With the holidays right around the corner, I imagine ordering online will be increasing and the deadlines inch closer for when those packages have to arrive. This time of year makes online package tracking more important than ever. Is a gift going to make it in time or do you need to run out and grab a card to explain the delay?
On Friday I ordered a package from Amazon and used the free Amazon Prime through Amazon Student to have it delivered overnight. While I waited for the delivery, I checked the package tracking offered through FedEx. It keeps you apprised of the package’s location and estimated delivery date. This got me thinking about the days a few years ago where I would furiously be clicking the ‘Refresh’ button waiting for the latest update (apparently I had a lot more free time back then). It also caused me to start speculating about what has changed since online package tracking was introduced. Fortunately, a few things have changed in the package tracking world. I found two sites that allow you to anticipate your delivery in an improved manner.
One of the most apparent improvements for package tracking comes from some integration with Google. Most likely, if you do a Google Search for your delivery’s tracking number you’ll get a link at the top that says “Track FedEx/UPS/USPS package 1234 5678 9012”. If you click that link, it’ll take you to the appropriate carrier’s site with the tracking number pulled up. Google has also integrated this feature into its e-mail service, Gmail. If you receive an e-mail, say a receipt, that has a tracking number on it Gmail will put a link at the top-right of your e-mail offering to let you track the package. That link will similarly take you to the carrier’s site with your package’s info already pulled up.
All in all, the Google integration adds convenience but nothing revolutionary. While I was tracking this recent delivery, I was entertained (and anxious) to see the package start off at a location fairly close (a 109 mile drive) and go for an almost 1000 mile journey.
The package, going by the tracking information, originated in Indianapolis, Indiana and went through four nearby states on its 975 mile journey to me.
Instead of punching all of those destinations into Google Maps, I could have it done automatically by visiting PackageMapping.com. PackageMapping uses direct “as the crow flies” mapping of your package’s journey. It works with UPS, USPS, FedEx, DHL, Canada Post, DHL Global Mail, and a few others selectable from the drop-down page on the site.
The nice thing about PackageMapping.com is that it loads the normal tracking information you would have received from the official site but it also maps it, so the information becomes a visual experience. For the numbers folks, you’ll also see some stats at the bottom of the map that includes the distance traveled by the package, how long it has taken, and crunching those to data points, its average speed. It can also pass along the e-mail notifications that the original sender provides or create an RSS feed to keep you up to date.

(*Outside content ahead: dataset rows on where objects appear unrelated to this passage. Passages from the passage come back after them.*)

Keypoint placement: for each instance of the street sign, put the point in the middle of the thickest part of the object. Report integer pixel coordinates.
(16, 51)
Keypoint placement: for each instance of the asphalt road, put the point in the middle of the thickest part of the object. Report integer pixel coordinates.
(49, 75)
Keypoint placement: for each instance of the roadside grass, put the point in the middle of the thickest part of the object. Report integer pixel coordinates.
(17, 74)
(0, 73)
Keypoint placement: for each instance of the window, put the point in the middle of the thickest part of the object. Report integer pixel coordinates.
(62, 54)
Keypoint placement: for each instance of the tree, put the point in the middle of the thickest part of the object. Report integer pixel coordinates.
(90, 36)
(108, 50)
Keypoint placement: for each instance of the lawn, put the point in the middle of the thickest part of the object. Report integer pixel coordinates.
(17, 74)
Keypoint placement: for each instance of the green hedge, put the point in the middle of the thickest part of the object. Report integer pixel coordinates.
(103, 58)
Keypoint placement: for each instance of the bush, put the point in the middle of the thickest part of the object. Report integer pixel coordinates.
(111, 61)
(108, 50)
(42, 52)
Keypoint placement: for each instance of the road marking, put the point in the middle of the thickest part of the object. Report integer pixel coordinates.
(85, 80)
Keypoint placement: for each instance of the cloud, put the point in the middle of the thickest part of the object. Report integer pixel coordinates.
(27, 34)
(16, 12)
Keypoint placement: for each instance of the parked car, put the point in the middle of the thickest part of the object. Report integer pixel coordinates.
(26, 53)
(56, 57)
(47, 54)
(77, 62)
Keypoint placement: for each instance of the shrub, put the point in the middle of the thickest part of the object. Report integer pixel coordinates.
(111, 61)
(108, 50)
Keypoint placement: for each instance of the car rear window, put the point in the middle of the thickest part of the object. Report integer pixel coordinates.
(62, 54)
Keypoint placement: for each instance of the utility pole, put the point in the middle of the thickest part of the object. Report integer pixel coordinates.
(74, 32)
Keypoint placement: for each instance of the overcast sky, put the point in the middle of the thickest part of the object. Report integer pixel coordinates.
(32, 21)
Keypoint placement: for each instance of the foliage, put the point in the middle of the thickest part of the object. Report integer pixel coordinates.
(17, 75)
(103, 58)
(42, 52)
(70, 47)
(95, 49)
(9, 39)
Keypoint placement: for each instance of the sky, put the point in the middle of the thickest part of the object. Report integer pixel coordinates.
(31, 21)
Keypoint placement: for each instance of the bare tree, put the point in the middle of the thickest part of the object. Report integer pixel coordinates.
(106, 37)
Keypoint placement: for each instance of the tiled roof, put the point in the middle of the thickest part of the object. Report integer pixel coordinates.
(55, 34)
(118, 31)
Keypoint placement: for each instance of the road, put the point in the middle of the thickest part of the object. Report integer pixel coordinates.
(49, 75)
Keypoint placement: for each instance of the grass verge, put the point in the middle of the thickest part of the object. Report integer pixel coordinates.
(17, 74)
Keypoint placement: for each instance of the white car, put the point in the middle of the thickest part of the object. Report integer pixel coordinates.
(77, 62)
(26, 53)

TrackThis is another site using the package tracking API’s to enhance functionality and its main goal is to get the latest status to you through many different means. TrackThis, billing itself as “modern package tracking”, allows you to track packages from the most popular carriers and then some. After signing in via Twitter, Google, Yahoo!, Facebook, AOL, OpenID, or other multi-use accounts, you can enter a tracking code, give it a nickname, and choose to be notified by Email, text message, RSS feed, Twitter Direct Message, Facebook notification, or web page. The web page is the most simple means of using the service, though it focuses primarily on just displaying the most recent event in your package’s history. The other methods of contact will keep you up to date away from your computer and without having to re-enter the tracking code each time you want an update.
Instead of manually refreshing a web page every 30 seconds to get the latest on your package, you can have a service like TrackThis do it for you and keep you posted on the package’s latest activity. You can also use the site PackageMapping.com in conjunction with TrackThis in order to visualize the data. These changes may not seem like they are that incredible but they are things not currently offered through the carriers’ tracking systems and it helps expand the usefulness of package tracking, especially welcome around this time of year.